Junior cycle aims at equipping students with literacy, numeracy and other key skills that are important in their lives. Senior cycle prepares students for the world through the three programs mentioned earlier. The established leaving certificate program gives a broad and general education to prepare them to venture into various fields in higher institutions of learning.
The leaving certificate vocational program prepares students for work. The leaving certificate applied program trains students to be good and reliable people in society from a general point of view. From here, they can go on to acquire technical skills in a field of their choosing. Students enrolled in this program are sometimes at a bit of a disadvantage in the job market and therefore require some mentoring, counseling, and modeling before they can start working.
Primary school qualifications allow students to join a secondary school, a vocational school, or a community or comprehensive education school based on their performance.
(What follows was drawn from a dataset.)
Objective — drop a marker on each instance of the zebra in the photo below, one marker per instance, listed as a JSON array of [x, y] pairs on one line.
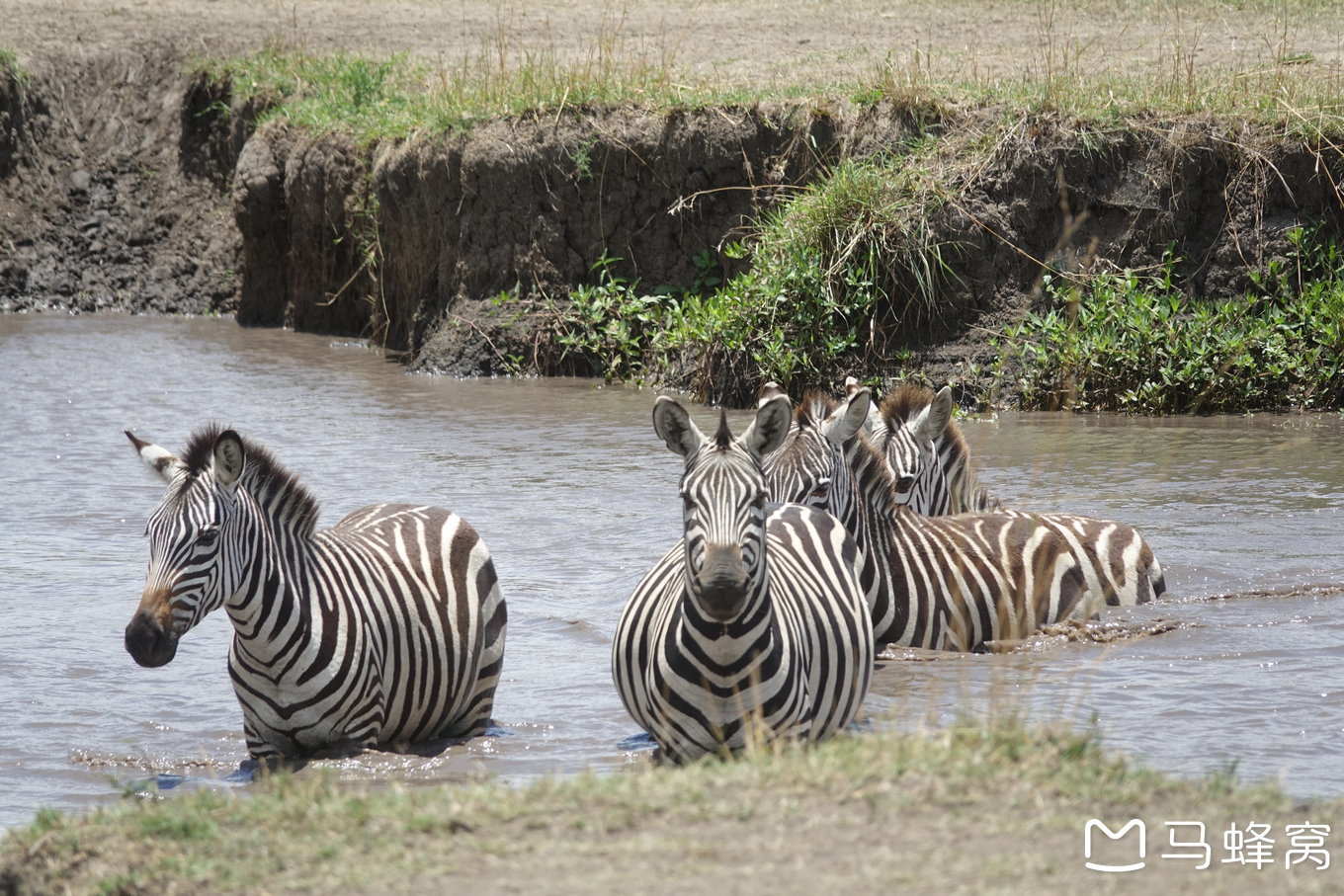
[[944, 583], [932, 463], [753, 627], [926, 448], [381, 631]]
They usually reflect a student’s capabilities and hence indicate the second-level school they should attend.
The Junior Certificate is a determinant of which program a student will enter, which could either be the established leaving certificate program, the leaving certificate vocational program or the leaving certificate applied program. The various certificates and grades that students score are used to calculate points that determine which third-level institution a student can attend and the courses they can pursue.
Quality of education
The quality of education in Ireland is quite high. In 2016, it was ranked the sixth best in the world by World Economic Forum. Pearson group and Edudemic ranked it as ninth best. In the last ten years, the country’s education system has always featured among the top 20 in the world.
Students in Ireland take more subjects and have more lessons in a day than in the UK or US. They are only tested twice, for the Junior Certificate and the Leaving Certificate, as opposed to testing throughout the school year. However, the academic years and length of school semesters are more or less the same. The quality of Ireland’s education is said to be better than that of both the UK and US. However, some rankings have placed the UK education system ahead of Ireland’s.
How to enroll
For primary and second-level schools, parents and students should contact the school of their choice and make the application. For third-level, applications are made through the Central Application Office.
School hours and holidays
Learning starts at 9 a.m. and ends around 3 or 4 p.m. The academic year starts in September and ends in June or July. Holidays run from July to August.
A range of sports and other extra-curricular activities are offered in different schools. Sports activities include soccer, rugby, and rowing. Other activities include art and music, although these are also integrated into the main curriculum.